Don’t stop at the challenge itself. When employees rise to meet and overcome professional challenges, they should be recognized for this growth. Setting, tracking, and accomplishing goals feels good internally, but sometimes a little external reward can go a long way towards making top employees feel especially valued. Creating incentive programs is a great way to stoke the motivational fire, and keep the momentum going. HR professionals can work with management to identify specific company goals, then develop incentive programs that recognize work done to further those goals.Fix What Goes Wrong, the Right Way
Employees will make mistakes. It’s a fact. Seeing these moments as opportunities for growth—rather than setbacks—is better for the employee, and better for business. In HR, you can be the one to shape this perception throughout the company culture. Reframing the question from “What did they fail at doing?” to “Why did they fail?” is a good start.
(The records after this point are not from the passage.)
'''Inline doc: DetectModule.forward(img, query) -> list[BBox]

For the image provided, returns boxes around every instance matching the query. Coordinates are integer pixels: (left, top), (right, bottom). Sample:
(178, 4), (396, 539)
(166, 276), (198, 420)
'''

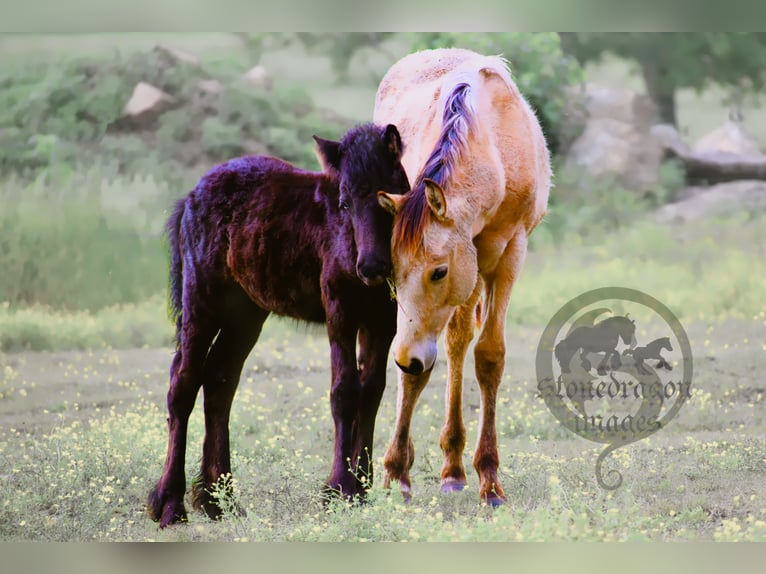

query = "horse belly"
(228, 235), (325, 323)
Whether it’s a lack of training, unclear instructions, or issues with individual time management, you can help team members identify and come up with solutions for the roadblocks preventing them from success. Institute training programs to help top performers grow and gain confidence in the company and themselves. An individual failure might reflect poor communication between management and the employee—a good opportunity for HR to jump in and reassess the process.
Poor time management might be harder to fix, but sometimes, simply helping employees to understand an issue in their workflow allows them to start paying closer attention to improving it. Working collaboratively and openly with staff gives them a chance to improve themselves, and build their sense of professional worth and autonomy.
For larger workplace or social issues, establishing a conflict resolution policy before conflicts arise will help keep things constructive rather than destructive.
In today’s workplace, fear of change can be a company killer. HR professionals have the potential to be on the forefront of progressive corporate change. Modern approaches can include introducing flexible PTO policies, compensating employees for outside job-related training, or shifting from annual performance reviews to consistent coaching or year-round feedback.
As a new generation of professionals enters the scene, HR professionals should anticipate significant paradigm shifts, and maximize on the potential to embrace those shifts to improve the company overall. Change can be good, and it will keep successful companies moving forward with their top performers into the next generation.Use Your HR Powers for Good
Soon, the phrase “I’m going to speak with HR about this” may be optimistically announced around the job site, by employees with a positive attitude about growth and problem solving—rather than just the signature line that means someone’s in trouble.
Creating a positive environment for top performers to succeed and removing roadblocks to their success is a long-term strategy for overhauling the entire perception of the HR department. No longer simply a law-maker and rule-enforcer, HR can also be a productivity-booster, reward-giver, and growth-driver. Effective HR professionals will balance the need for immediate solutions with the long-term importance of effective, engaged employees. When facing problems and considering solutions, take a step back to ask yourself: Which approach will be better for the employee, and the company, a few years down the road?